The next morning, after a quick breakfast, I was ready to get at it... seeing as the others in the group still had not shot a deer, they were wanting to sit somewhere in the morning as the temperatures were much better. determined to find my deer...I set out on a solo mission, there was just no denying that this deer was laying dead somewhere , and I was going to find it .
The last blood that we had marked the previous night was where the deer crossed a main road ...I drove my truck to exactly that spot and continued my search… And as luck would have it, I found the deer after just 30 more minutes of tracking. and to my surprise, the deer was completely intact, untouched by the coyotes.
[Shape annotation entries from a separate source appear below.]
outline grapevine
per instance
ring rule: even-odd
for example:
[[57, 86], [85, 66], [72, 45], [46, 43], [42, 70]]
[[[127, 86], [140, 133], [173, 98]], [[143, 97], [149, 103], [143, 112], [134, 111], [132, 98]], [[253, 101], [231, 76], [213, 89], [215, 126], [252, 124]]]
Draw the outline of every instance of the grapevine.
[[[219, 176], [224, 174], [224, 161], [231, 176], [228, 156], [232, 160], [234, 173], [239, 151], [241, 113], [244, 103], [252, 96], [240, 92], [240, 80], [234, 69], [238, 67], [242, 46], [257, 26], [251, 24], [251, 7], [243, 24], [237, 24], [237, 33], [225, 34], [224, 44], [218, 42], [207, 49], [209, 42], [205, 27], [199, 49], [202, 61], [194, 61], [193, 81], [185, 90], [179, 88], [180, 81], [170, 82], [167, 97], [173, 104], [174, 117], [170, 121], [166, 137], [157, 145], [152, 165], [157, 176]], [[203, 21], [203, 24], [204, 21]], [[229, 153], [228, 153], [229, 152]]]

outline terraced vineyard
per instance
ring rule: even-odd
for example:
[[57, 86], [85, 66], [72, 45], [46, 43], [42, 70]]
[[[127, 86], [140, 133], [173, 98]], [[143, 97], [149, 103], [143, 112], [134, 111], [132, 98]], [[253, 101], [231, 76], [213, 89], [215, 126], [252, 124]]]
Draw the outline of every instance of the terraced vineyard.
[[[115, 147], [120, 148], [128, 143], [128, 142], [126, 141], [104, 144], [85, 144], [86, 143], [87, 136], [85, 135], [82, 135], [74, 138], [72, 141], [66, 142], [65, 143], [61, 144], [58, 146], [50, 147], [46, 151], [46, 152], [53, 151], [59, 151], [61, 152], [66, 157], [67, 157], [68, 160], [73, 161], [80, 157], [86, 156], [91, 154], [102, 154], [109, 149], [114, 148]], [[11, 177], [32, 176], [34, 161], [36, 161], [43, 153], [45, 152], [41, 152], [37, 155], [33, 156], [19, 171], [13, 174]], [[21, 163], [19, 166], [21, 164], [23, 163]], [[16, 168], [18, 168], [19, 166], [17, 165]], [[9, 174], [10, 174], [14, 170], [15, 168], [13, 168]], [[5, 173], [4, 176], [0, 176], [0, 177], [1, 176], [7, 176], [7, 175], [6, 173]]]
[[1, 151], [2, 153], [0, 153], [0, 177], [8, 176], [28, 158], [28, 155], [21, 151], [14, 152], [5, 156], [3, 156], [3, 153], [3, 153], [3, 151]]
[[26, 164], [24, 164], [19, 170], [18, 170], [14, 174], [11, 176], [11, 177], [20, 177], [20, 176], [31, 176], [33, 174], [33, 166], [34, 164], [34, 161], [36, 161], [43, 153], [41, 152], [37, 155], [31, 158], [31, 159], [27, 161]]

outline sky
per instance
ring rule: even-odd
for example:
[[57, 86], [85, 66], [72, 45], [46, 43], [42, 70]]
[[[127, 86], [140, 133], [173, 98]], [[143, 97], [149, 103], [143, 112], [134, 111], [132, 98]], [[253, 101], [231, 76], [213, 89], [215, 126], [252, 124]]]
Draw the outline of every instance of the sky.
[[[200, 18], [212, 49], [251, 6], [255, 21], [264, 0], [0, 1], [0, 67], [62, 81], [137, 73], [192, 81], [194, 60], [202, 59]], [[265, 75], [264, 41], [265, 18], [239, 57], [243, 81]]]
The deer finally layed down next to the frozen pond in the pic below.. I shot it on far side of distant hillside in the background.








Obviously, as the pic shows, I was probably still shaking when I pulled the trigger .. My shot placement was slightly to the right , the deer was facing me, quarterd to my left...The field dress job did show that I took out the back end of one lung and landed the bullet in the stomach. No pass through. It's amazing how far a deer will go with just one lung working. I was more amazed that I never once kicked up this deer during the tracking.

Never give up!

Thanks for reading my story guys and have a great 2018!


----------



## snag (Dec 27, 2005)

That was a good tracking job, glad all worked out, that’s a heck of a distance it went.


----------



## fastwater (Apr 1, 2014)

Great read 9.
You did good by waiting till morning.
Old guy once told me, "when in doubt...back out".
That's proven to be very true over the years.


----------



## cb55 (Jan 4, 2014)

Good job


----------



## bobk (Apr 30, 2004)

Congrats and thanks for the good read.


----------



## sherman51 (Apr 12, 2011)

love reading a good hunting story that turns out good. congrats on getting your deer. and kudos for following it to the end.
sherman


----------



## chris1162 (Mar 12, 2008)

Sounds like your freezer is full for the year now!!! Congrats carl!


----------



## crappiedude (Mar 12, 2006)

Nice read and a great story. Congrats on the successful hunt.


----------